Ravitch, the former assistant secretary of education, addressed the crowd in the Brown Lupton Ballroom. She spoke about the danger that public education is under and how standardized testing and charter schools pose as threats to the education system.
Ravitch said that state policies focus only on standardized tests, and that the government cares more about students doing well on tests than the students themselves.
“What matters most cannot be measured, especially not by a standardized test,” Ravitch said.
She said charter schools are detrimental because they only teach to the standardized test and judge students based off the national standard. There is no evidence that shows having a national standard leads to better test scores, Ravitch said.

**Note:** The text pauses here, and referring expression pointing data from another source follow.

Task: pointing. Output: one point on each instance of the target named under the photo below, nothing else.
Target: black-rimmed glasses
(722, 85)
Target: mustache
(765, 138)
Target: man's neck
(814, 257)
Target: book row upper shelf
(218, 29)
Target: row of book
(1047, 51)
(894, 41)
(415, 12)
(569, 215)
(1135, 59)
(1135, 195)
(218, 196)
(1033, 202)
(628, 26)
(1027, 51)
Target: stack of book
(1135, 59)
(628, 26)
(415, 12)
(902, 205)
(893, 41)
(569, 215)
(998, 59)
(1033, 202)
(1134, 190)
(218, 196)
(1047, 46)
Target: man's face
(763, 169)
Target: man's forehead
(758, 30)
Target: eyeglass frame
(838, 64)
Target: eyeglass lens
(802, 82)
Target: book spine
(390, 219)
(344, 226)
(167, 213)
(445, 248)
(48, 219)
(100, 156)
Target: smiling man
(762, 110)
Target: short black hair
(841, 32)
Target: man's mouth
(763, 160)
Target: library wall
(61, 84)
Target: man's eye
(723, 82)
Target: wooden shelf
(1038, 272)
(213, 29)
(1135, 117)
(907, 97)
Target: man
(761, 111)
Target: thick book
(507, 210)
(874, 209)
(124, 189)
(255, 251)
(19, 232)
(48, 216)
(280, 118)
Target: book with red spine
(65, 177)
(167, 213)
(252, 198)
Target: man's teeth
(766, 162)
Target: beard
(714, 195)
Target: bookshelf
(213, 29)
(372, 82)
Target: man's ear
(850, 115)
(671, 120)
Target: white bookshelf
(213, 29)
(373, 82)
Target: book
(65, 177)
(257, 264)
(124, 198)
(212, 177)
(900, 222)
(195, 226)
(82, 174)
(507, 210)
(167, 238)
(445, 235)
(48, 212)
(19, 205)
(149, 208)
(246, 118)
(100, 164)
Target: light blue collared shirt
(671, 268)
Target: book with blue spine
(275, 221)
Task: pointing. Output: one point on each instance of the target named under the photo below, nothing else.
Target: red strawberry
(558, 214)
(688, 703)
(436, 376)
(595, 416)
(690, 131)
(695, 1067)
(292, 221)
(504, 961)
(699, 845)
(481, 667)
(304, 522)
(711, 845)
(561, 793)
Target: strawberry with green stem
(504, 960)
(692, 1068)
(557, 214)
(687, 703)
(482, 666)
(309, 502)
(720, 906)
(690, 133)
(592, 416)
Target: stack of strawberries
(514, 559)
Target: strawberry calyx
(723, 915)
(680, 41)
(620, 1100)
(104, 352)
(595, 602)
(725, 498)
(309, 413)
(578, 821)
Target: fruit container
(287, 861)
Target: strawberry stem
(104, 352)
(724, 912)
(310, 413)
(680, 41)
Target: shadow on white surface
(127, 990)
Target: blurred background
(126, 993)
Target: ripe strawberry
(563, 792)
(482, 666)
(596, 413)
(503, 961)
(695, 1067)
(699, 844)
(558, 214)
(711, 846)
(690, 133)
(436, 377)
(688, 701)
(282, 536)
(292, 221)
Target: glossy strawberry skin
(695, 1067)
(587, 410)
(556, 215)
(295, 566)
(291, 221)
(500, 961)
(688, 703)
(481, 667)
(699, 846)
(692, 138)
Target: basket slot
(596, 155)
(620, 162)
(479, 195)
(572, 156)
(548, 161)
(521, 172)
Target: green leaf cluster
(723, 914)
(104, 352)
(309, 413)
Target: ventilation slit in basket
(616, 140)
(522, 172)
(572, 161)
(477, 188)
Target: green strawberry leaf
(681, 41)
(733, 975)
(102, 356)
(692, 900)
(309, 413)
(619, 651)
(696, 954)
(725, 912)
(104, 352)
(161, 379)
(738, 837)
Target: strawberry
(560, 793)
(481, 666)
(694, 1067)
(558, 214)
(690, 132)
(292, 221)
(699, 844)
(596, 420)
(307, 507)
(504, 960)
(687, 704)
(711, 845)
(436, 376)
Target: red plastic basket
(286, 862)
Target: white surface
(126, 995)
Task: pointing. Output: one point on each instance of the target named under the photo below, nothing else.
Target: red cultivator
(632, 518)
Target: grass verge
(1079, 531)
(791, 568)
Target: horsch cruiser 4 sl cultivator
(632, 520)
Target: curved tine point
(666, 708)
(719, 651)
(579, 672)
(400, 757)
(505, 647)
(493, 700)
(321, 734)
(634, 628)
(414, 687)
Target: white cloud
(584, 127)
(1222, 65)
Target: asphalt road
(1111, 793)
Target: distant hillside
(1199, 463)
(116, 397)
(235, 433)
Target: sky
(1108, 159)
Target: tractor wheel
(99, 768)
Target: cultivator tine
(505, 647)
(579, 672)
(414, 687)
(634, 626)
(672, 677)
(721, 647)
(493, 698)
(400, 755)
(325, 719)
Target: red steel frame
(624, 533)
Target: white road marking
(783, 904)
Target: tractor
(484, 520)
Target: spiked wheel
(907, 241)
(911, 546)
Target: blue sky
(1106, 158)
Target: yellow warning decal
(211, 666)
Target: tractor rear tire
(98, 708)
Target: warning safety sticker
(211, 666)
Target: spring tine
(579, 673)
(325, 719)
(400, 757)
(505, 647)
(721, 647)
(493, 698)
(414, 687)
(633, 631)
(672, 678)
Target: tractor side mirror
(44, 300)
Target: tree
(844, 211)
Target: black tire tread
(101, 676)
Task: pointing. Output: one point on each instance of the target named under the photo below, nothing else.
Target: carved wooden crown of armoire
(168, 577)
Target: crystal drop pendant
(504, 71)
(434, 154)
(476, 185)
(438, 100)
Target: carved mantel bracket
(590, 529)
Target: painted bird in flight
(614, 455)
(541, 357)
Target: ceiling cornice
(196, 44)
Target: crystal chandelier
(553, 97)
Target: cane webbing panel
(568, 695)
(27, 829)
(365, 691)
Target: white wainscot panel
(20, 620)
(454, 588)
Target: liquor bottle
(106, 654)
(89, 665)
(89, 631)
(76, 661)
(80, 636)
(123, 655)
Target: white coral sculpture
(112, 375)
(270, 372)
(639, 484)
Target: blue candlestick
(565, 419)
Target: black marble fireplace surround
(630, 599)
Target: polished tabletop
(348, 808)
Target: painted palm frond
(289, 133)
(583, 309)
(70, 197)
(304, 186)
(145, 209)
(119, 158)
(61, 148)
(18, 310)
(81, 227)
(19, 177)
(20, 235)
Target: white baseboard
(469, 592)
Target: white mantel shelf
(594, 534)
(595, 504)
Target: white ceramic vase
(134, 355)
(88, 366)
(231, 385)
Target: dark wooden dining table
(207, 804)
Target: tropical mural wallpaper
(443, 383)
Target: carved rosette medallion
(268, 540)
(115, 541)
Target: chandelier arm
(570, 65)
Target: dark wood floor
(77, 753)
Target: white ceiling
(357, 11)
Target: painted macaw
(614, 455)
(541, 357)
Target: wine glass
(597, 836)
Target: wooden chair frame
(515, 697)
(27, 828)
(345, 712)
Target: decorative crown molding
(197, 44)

Ravitch said the Race to the Top grant, created by the United States Education Department, is a hoax. The grant was used as a way to create more of the charter schools that Ravitch warns against.
Education is not a consumer good, she said, and people without a background in education shouldn’t be in charge of it.
“Race to the Top spent $5 billion to open more charter schools, to funnel more public money to entrepreneurs, to close thousands of public schools in mostly minority communities, to promote more teaching to the test and to force teachers to be judged by the test scores of their students,” Ravitch said.
Ravitch also went on to say that charter schools do the most harm in poor and racially segregated communities.
“They only encourage the rich to think there is a cheap solution that doesn’t involve higher taxes on the rich,” she said.
The last part of the forum was a question and answer segment where Ravitch answered questions from the crowd.
In one of her responses to she labeled for-profit colleges like the University of Phoenix and DeVry University as threats.
“They prey on anyone they can prey on and offer them a quick and easy degree,” she said. “A lot of places won’t even recognize the degrees because they know it’s not a real college.”
Mary Ann Knight, a high school teacher who attended the forum, says she was excited about the message of the forum.
“Families, parents and students are becoming more and more aware of the standardized test culture,” Knight said. “Our kids are worth more than a score.”
Ravitch received a standing ovation from audience members as she walked off the stage.